Speaking to reporters in Ankara, Naci Agbal said that no increases would be applied to cars that cost less than 40,000 lira ($11,578). Models costing 40,000-70,000 lira would see a price rise of around 3 percent, he said.
The change, which Agbal said would contribute around an additional 3 billion lira to the budget, is seen as potentially positive for sales of mass-market cars made in Turkey as it would drive up the cost of luxury competitors, many of which are imported.
“The goal is not to obtain revenue, it is to amend the system’s broken structure and move to a just and new taxation system,” Agbal said.
Under the current system, imported luxury cars with smaller engines are in the same tax bracket as mass-market models, many of them made in Turkey by firms including Toyota and Renault, or Ford Otosan and Tofas , local joint ventures with Ford and Fiat.
The new system will make even smaller-engine luxury cars more expensive.

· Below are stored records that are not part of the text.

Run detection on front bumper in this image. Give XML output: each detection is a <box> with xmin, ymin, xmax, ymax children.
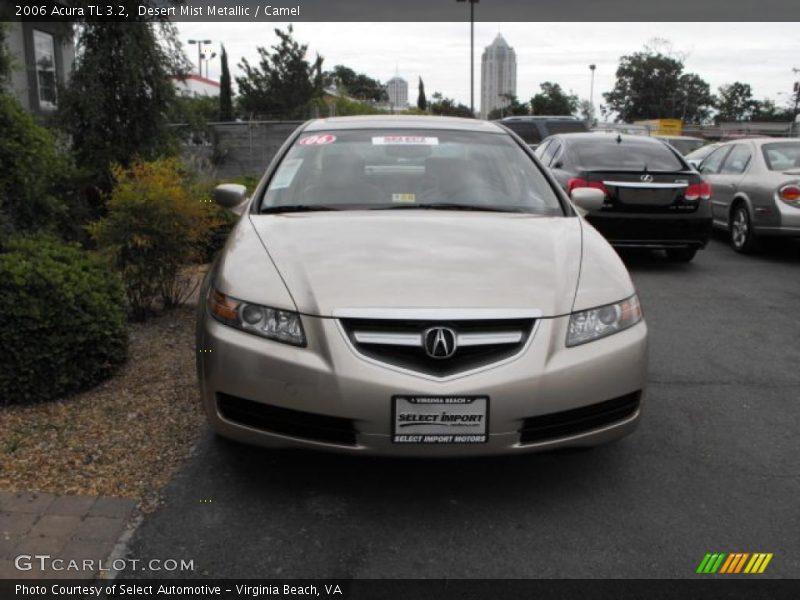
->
<box><xmin>198</xmin><ymin>311</ymin><xmax>647</xmax><ymax>457</ymax></box>
<box><xmin>586</xmin><ymin>203</ymin><xmax>712</xmax><ymax>248</ymax></box>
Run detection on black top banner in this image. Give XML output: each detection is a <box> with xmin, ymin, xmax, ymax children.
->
<box><xmin>0</xmin><ymin>0</ymin><xmax>800</xmax><ymax>22</ymax></box>
<box><xmin>0</xmin><ymin>578</ymin><xmax>800</xmax><ymax>600</ymax></box>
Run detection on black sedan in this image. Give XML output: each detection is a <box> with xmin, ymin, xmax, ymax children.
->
<box><xmin>536</xmin><ymin>133</ymin><xmax>711</xmax><ymax>262</ymax></box>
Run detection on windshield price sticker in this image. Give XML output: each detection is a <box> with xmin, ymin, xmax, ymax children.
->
<box><xmin>297</xmin><ymin>133</ymin><xmax>336</xmax><ymax>146</ymax></box>
<box><xmin>372</xmin><ymin>135</ymin><xmax>439</xmax><ymax>146</ymax></box>
<box><xmin>392</xmin><ymin>396</ymin><xmax>489</xmax><ymax>444</ymax></box>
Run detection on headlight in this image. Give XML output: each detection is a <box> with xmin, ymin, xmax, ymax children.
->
<box><xmin>567</xmin><ymin>294</ymin><xmax>642</xmax><ymax>346</ymax></box>
<box><xmin>208</xmin><ymin>290</ymin><xmax>306</xmax><ymax>346</ymax></box>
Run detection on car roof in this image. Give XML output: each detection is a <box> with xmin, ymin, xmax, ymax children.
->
<box><xmin>550</xmin><ymin>131</ymin><xmax>664</xmax><ymax>144</ymax></box>
<box><xmin>305</xmin><ymin>115</ymin><xmax>506</xmax><ymax>133</ymax></box>
<box><xmin>720</xmin><ymin>136</ymin><xmax>800</xmax><ymax>146</ymax></box>
<box><xmin>498</xmin><ymin>115</ymin><xmax>583</xmax><ymax>123</ymax></box>
<box><xmin>652</xmin><ymin>134</ymin><xmax>705</xmax><ymax>142</ymax></box>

The changes will not be welcomed by car importers including Dogus Automotive, which sells brands including Volkswagen, Audi and Bentley in Turkey.
“New taxes for higher-priced cars are negative for premium car sales and Dogus could take a hit,” Oyak Securities said in an e-mailed note.
“For Ford Otosan and Tofas, the negative impact would be softer as passenger car domestic sales have a smaller share in their total sales and light commercial vehicle tax rates will stay unchanged,” it said.
Ford Otosan and Tofas both export models produced in Turkey as well as supplying the domestic market.